I've always thought of myself more as Doc. In many situations I'm often the voice of reason. Certainly in my classroom this is true, where I play referee, psychologist, and calming guru on a daily basis.
This week has been exhausting and draining because of certain kids who are very at risk and teeter on the brink between calm and explosive every single day. Two particular kids that are on medication have had a rough week. They behaved for me about 95% of the time and were diffcult with everyone else. I consider that a triumph, but I've also worn myself out to make this happen. Still, I've maintained on solid footing with both of them each day.
Yesterday Kid A, who is being raised by a grandma, had an especially bad day. His parents are in Mexico and Mom can't take care of the kids for whatever reason. Yet he resents Grandma, like she took him away from Mom. I think that he has an idealized vision of what it would be like to live with Mom. Having grown up without a dad I can understand that. It takes a long time to realize that their best may not be what you want to believe. By the end of the day he was making noises during my lesson and I had to send him out. Our first referral of the year, which I did not want to do.
After Kid A had left I turned to continue the lesson and saw Kid B, who is ADHD, shredding paper into little pieces all over the floor. He got a referral too. I chose that moment because both kids had been warned multiple times and it was time for me to follow through. If I didn't do it they wouldn't take me seriously.
That is how the school day ended.
Kid B returned first after all the others had left and we talked. I know that sometimes he just goes into a fog when he does these things, but other incidents had happened this week to prompt me to finally give him a referral.
Kid A returned and had the proverbial wall up. I was supposed to meet with Grandma that afternoon. I asked him a few questions about her, like how he felt about her, and I got a lot of shrugs. When I suggested that perhaps part of the reason he was mad and acting out was because he wasn't with his mom (all said with sensitivity) I saw the poor kid's eyes fill with tears until they overflowed down his cheeks. Good grief, some of these kids are dealing with so much. And in true machisimo fashion, he just stood stoically and let them fall. I got a tissue and wiped them away, telling him that I want to be his friend and that I'm here for him if he needs me and needs to talk. I just need him to meet me halfway a little. There was a little breakthrough, but I could tell that he didn't like that I was seeing him as vulnerable.
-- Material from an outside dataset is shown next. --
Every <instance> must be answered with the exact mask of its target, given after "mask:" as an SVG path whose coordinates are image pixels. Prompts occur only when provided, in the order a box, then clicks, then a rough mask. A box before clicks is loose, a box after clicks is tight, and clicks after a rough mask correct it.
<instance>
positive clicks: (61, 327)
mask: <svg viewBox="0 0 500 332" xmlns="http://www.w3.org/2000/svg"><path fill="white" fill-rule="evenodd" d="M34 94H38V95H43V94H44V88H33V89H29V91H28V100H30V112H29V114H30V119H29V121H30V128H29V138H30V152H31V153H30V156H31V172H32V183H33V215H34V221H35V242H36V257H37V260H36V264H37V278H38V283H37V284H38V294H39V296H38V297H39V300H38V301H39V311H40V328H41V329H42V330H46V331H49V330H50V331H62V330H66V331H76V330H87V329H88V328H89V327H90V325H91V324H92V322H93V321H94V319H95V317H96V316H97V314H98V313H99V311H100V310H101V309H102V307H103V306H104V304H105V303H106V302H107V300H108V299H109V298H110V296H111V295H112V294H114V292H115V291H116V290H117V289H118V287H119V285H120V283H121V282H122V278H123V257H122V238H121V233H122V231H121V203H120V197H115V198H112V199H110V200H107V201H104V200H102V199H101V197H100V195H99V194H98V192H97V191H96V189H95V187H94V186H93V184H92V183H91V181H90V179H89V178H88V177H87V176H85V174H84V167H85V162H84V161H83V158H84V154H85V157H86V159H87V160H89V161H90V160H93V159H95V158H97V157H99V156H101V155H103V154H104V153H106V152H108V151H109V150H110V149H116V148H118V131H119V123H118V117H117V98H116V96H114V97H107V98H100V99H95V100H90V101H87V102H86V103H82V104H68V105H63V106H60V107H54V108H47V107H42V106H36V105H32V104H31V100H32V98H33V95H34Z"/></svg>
Kid A left and I waited for Grandma for 20 minutes, who never showed up.
I left drained and exhausted, thinking about all of the issues some of these kids have in their lives. No wonder they can't concentrate on schoolwork.
Later in the day I felt the weight of these 2 kids' problems still on my shoulders. How could I not? I feel badly for them. They didn't ask to be born into these situations. It makes me realize how much of our lives is just pure luck, being born into a good family, having loving parents, having both parents. There are a lot of our lives we can control, but there are a lot that we can't. When I see how many challenges some of these kids face at such a young age that are beyond their control, it makes me wonder what the future holds for them.
I had very little left for the rest of the day and started yawning very early.
And then later someone told me I had been grumpy since school began. Ouch.
It is amazing how you can hold it together, hold it together and then.....gush....the tears come and you're over the edge.
Again I wished I could be one of those people who lets things roll off their backs, but, alas, I am not.
Every year has its challenges. This year I already know what they are: an oversized group of 34 kids and several very fragile kids. There are 5 in counseling--FIVE. They are only 9 years old. How can I not feel for them? I guess my 3rd challenge is to either feel a little less, or try to not absorb things so much.
I'm working on it.
But since I'm not there yet, I took today off for a little recharge.